Lancé il y a un an dans sa carrosserie classique de SUV, le Q4 e-tron se décline depuis dans une version coupé Sportback au style plus élégant et raffiné. Et en plus d’être plus séduisant, le design du Sportback apporte aussi un meilleur Cx à 0,26, contre 0,28 en SUV. Ce qui améliore quelque peu l’efficience énergétique, soit une douzaine de kilomètres supplémentaires d’autonomie au minimum, aérodynamique aidant. Et la capacité du coffre demeure tout à fait suffisante à 520 l au lieu de 535 l en SUV.

Pour le reste, l’ensemble de la technologie électrique du Q4 « normal » est repris, en puissance comme en taille de batterie. La version d’entrée de gamme 35 aligne 170 ch et une batterie de 52 kWh, pour une autonomie de 316-349 km (à partir de 46 750 euros TTC). Mais c’est la puissance de 204 ch essayée ici en Q4 Sportback 40 e-tron, toujours en propulsion, qui sera la plus demandée par les entreprises, avec la batterie de 77 kWh pour 453-526 km d’autonomie (à partir de 52 900 euros TTC). Les deux autres versions, 45 de 265 ch et 55 de 299 ch en Quattro et avec la batterie de 77 kWh, se situent au-delà de 64 000 euros. Dans tous les cas, cette carrosserie coupé nécessite 2 000 euros de plus par rapport au SUV.
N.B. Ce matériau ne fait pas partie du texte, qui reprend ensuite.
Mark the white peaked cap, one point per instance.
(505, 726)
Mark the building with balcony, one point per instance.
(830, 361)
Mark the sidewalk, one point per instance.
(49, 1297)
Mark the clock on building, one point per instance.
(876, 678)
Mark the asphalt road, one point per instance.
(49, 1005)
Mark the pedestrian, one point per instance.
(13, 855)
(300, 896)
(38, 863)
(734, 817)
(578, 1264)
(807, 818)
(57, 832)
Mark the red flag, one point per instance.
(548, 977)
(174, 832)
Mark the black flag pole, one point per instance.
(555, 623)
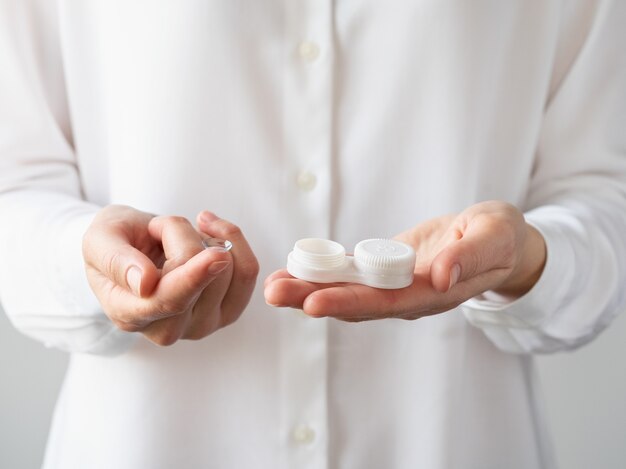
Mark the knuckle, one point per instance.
(111, 264)
(126, 326)
(176, 220)
(250, 270)
(165, 338)
(170, 306)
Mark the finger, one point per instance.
(108, 249)
(290, 292)
(178, 289)
(353, 301)
(282, 273)
(483, 247)
(245, 264)
(179, 238)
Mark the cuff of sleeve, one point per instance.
(532, 309)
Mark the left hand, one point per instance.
(488, 246)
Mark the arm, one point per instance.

Audi Q4 e-tron Sportback : une conso moyenne juste

Sur la route, on retrouve les qualités dynamiques de la carrosserie SUV, déjà soulignées lors de nos essais de ce dernier. Silence, bon amortissement, précision de la direction et bonne vivacité de comportement demeurent toujours appréciables au quotidien. Nous avons pu constater, à nouveau, que la consommation moyenne (entre 18 et 20 kWh/100 m) restait très proche des chiffres annoncés par Audi en WLTP. L’autonomie de cette version 40 atteint donc 400 km au minimum, quel que soit le parcours envisagé, c’est très bien.

Enfin, si la qualité de fabrication et la justesse d’assemblage des éléments de l’habitacle ne souffrent pas de critique, les plastiques durs et brillants des contre-portes ne se montrent pas à la hauteur du premium allemand dont se revendique Audi.